Deux tableaux de L'Art de la fugue
Exotique est la manière dont je décrirais ma première impression suscitée par la musique de L’Art de la fugue de Bach, jouée par Koroliov. J’avais le sentiment de voir passer un vaste souffle parcourant toutes sortes de contrées lointaines, et le changement de l’une à l’autre se faisait presque sur le mode d’une métamorphose. Il y a quelque chose de très concentré, méticuleux et soutenu dans cette musique, une ligne à ne pas perdre et qui trace des contours à l’infini. Ainsi, tous les transports, car il y a cependant de nombreux transports, apparaissent légers, élégants. Dans cette légèreté on reconnaît un souffle plein de volupté, parce qu’il caresse plutôt qu’il ne pousse. Je veux l’évoquer à travers deux exemples.
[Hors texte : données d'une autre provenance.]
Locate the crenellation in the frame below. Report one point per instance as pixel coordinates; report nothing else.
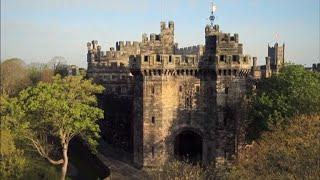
(196, 89)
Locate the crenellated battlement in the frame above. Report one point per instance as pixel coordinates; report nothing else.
(198, 50)
(199, 87)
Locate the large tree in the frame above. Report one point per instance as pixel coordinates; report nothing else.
(54, 113)
(285, 153)
(294, 91)
(14, 76)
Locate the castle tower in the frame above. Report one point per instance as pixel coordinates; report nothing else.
(276, 54)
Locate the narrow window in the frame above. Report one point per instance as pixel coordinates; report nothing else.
(234, 58)
(197, 89)
(225, 120)
(153, 119)
(158, 58)
(226, 90)
(222, 58)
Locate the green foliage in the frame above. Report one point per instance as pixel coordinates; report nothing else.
(14, 76)
(46, 117)
(13, 163)
(17, 161)
(62, 109)
(292, 92)
(183, 170)
(285, 153)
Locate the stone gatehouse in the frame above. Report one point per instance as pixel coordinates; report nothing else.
(163, 102)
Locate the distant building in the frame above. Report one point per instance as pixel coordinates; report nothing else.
(165, 102)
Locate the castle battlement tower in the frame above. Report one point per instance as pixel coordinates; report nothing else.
(180, 102)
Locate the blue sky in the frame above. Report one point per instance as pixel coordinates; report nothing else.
(37, 30)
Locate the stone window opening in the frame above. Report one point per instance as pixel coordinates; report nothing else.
(226, 90)
(188, 103)
(235, 72)
(153, 119)
(152, 90)
(158, 58)
(225, 121)
(197, 89)
(234, 58)
(123, 90)
(222, 58)
(225, 154)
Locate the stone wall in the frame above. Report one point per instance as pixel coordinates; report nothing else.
(197, 89)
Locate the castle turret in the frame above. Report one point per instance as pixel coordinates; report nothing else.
(276, 54)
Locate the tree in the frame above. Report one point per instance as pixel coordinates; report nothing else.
(54, 113)
(286, 153)
(294, 91)
(17, 161)
(40, 72)
(14, 76)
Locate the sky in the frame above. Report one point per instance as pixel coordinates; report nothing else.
(37, 30)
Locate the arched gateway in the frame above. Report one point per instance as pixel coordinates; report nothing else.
(188, 146)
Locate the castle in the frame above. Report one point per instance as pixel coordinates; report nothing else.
(163, 102)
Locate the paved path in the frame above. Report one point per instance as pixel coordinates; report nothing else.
(120, 170)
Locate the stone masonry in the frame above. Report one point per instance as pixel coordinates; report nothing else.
(176, 102)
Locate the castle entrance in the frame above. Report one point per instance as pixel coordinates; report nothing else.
(188, 146)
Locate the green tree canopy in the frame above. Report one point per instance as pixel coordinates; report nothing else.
(292, 92)
(14, 76)
(286, 153)
(51, 114)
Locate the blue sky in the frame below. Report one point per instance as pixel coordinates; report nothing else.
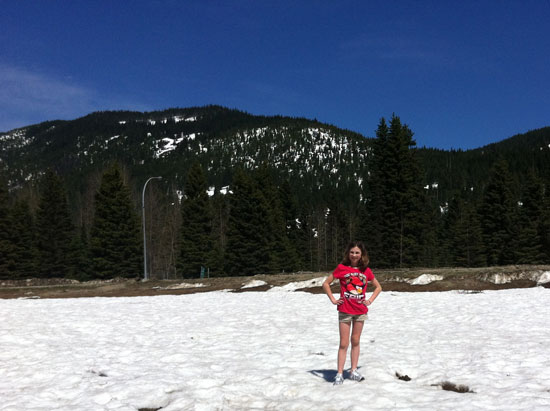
(461, 74)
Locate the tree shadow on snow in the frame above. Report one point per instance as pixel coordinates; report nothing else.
(327, 375)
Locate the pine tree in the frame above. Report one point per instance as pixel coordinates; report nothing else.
(282, 256)
(196, 248)
(464, 234)
(6, 234)
(23, 240)
(395, 198)
(498, 213)
(54, 229)
(545, 226)
(248, 248)
(115, 244)
(529, 245)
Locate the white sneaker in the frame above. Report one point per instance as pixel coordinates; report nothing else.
(355, 376)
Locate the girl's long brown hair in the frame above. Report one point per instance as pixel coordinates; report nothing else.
(363, 262)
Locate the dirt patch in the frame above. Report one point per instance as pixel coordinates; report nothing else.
(467, 279)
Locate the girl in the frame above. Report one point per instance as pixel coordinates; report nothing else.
(354, 275)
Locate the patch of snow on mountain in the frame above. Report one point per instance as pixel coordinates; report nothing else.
(425, 279)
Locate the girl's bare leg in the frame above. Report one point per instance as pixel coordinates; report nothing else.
(355, 340)
(344, 343)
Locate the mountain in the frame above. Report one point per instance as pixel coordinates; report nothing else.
(317, 181)
(321, 157)
(306, 152)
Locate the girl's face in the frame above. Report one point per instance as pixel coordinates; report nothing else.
(355, 256)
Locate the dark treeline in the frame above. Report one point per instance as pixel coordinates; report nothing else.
(262, 224)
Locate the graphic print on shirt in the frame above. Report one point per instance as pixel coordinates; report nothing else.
(355, 283)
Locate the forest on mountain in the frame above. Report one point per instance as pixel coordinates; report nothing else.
(244, 195)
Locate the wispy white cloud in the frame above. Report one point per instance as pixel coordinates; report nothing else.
(29, 97)
(395, 48)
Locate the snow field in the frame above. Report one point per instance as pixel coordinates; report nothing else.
(274, 350)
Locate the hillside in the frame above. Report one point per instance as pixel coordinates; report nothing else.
(305, 152)
(411, 280)
(290, 191)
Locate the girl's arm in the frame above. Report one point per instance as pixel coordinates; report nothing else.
(328, 291)
(377, 290)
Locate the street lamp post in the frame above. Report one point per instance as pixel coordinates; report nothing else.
(145, 276)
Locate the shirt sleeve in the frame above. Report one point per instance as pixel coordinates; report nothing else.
(369, 274)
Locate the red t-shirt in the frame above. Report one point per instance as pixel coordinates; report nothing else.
(353, 285)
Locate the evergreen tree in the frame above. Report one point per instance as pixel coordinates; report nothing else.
(196, 248)
(395, 198)
(529, 245)
(54, 229)
(23, 240)
(545, 226)
(115, 244)
(248, 246)
(6, 234)
(464, 234)
(498, 212)
(282, 256)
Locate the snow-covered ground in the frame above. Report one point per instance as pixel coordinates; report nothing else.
(274, 350)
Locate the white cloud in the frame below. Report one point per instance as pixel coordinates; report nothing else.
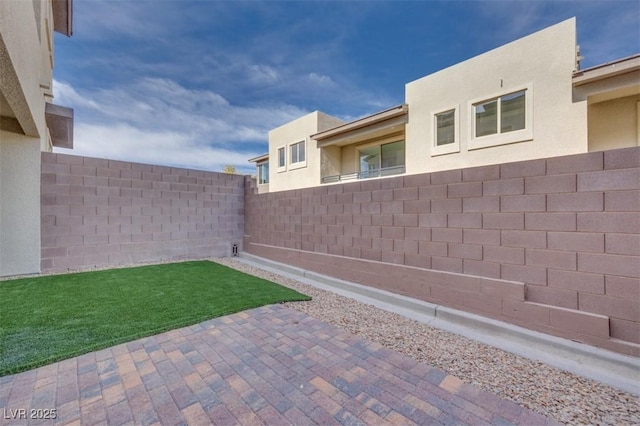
(127, 143)
(262, 74)
(159, 121)
(321, 80)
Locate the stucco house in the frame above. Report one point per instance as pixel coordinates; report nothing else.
(29, 122)
(525, 100)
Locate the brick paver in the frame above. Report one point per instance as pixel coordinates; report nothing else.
(271, 365)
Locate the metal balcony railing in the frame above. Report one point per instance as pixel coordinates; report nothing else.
(368, 174)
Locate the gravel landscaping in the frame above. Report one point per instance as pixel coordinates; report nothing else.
(563, 396)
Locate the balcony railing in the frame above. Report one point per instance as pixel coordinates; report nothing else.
(368, 174)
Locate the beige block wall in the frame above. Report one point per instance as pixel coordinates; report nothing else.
(544, 61)
(19, 204)
(614, 124)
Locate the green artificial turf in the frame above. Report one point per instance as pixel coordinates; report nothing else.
(50, 318)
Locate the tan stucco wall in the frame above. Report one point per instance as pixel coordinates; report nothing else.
(296, 176)
(614, 124)
(543, 61)
(19, 204)
(26, 63)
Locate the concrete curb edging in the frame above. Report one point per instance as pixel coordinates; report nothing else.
(616, 370)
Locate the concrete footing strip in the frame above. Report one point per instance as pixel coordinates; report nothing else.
(613, 369)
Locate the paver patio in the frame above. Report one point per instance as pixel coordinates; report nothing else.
(271, 365)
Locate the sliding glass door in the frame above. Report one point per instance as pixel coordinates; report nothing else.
(382, 160)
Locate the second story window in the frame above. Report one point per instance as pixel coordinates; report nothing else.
(263, 173)
(297, 152)
(445, 132)
(502, 119)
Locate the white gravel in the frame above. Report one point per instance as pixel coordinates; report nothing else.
(563, 396)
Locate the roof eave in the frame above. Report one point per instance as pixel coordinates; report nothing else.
(63, 16)
(607, 70)
(369, 120)
(259, 158)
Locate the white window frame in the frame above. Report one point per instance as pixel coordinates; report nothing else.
(496, 139)
(262, 163)
(449, 148)
(282, 168)
(298, 164)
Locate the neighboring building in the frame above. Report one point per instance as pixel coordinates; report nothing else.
(29, 122)
(524, 100)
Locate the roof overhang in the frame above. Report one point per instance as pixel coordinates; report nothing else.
(612, 80)
(63, 16)
(375, 126)
(60, 123)
(259, 159)
(607, 70)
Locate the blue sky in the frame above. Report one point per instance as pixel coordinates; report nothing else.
(200, 83)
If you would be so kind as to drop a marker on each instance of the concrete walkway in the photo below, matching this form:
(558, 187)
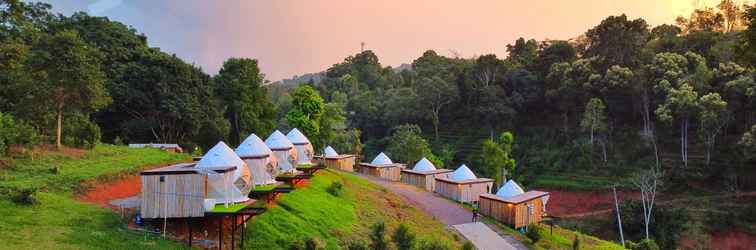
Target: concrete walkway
(450, 213)
(483, 237)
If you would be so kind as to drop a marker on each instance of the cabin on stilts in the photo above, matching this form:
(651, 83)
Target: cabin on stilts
(382, 167)
(514, 207)
(303, 147)
(462, 185)
(424, 174)
(284, 151)
(333, 160)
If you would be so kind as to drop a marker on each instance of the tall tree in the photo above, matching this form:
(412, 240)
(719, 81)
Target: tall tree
(617, 41)
(70, 77)
(712, 119)
(433, 95)
(681, 105)
(595, 121)
(239, 86)
(497, 157)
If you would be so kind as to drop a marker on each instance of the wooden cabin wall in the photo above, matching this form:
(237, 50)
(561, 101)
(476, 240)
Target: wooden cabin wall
(343, 164)
(463, 192)
(179, 195)
(514, 215)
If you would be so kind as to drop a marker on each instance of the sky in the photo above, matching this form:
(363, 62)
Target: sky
(294, 37)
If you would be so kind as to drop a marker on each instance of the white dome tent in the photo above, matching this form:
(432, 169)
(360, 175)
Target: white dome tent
(330, 152)
(381, 159)
(462, 173)
(261, 161)
(424, 165)
(303, 146)
(510, 189)
(284, 151)
(225, 188)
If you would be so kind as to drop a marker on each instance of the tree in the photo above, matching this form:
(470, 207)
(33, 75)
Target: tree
(407, 145)
(306, 111)
(595, 121)
(712, 119)
(497, 157)
(239, 86)
(681, 105)
(617, 41)
(648, 181)
(433, 94)
(70, 77)
(403, 237)
(377, 237)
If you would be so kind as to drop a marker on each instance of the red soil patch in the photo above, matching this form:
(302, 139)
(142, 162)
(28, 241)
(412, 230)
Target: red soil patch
(565, 203)
(734, 240)
(102, 193)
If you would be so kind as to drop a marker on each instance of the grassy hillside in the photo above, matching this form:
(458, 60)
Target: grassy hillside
(313, 212)
(57, 220)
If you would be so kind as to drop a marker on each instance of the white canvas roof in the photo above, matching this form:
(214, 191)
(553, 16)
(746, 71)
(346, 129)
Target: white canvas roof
(510, 189)
(462, 173)
(220, 156)
(297, 137)
(330, 152)
(252, 146)
(424, 165)
(381, 159)
(278, 141)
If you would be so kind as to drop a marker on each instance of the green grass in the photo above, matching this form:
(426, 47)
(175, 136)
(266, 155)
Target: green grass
(58, 221)
(311, 212)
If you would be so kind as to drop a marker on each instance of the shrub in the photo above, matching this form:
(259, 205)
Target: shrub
(357, 245)
(335, 188)
(533, 233)
(643, 245)
(377, 237)
(25, 196)
(403, 238)
(432, 245)
(468, 246)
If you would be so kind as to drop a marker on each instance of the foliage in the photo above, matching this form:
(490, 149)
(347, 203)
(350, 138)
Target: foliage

La première occurrence manifeste de ces phénomènes est apparue pour moi dans le Contrapunctus 4. Dès le début on entend le caractère leste et délicat de tous les mouvements à venir, alors même qu’un vent frais se met à souffler sur un désert de sable. Il enveloppe la peau des danseurs qui, tout en suivant ce mouvement vif et rythmé, laissent glisser les bras le long de leur corps puis à la rencontre du vent, vers le haut. Et ce sont ainsi des gestes multiplement répétés, exécutés à des temps différents par les bras de plusieurs personnes proches les unes des autres, de sorte que, vus de la cime de leur corps, ces bras s’étendent en décalé dans un bouquet humide par la perspiration solaire qui frissonne au gré du vent.
La seconde illustration vient du Contrapunctus 13 in forma Rectus. Figurez-vous les couleurs du Noli me tangere de Véronèse (le tableau reproduit ici), que j’ai eu la chance de voir au Musée de Grenoble, apposées à une exquise course-poursuite à travers la ramée. Les drapés à l’insaisissable coloris se laissent toujours deviner aux yeux du poursuivant, mais jamais attraper par ses mains. Et cette scène est joueuse, tant que la fugitive prend quelquefois un temps pour tournoyer, rire de l’autre sans être vue et chanter d’insouciance comme de tendresse (et écoutez quelle belle voix elle a !).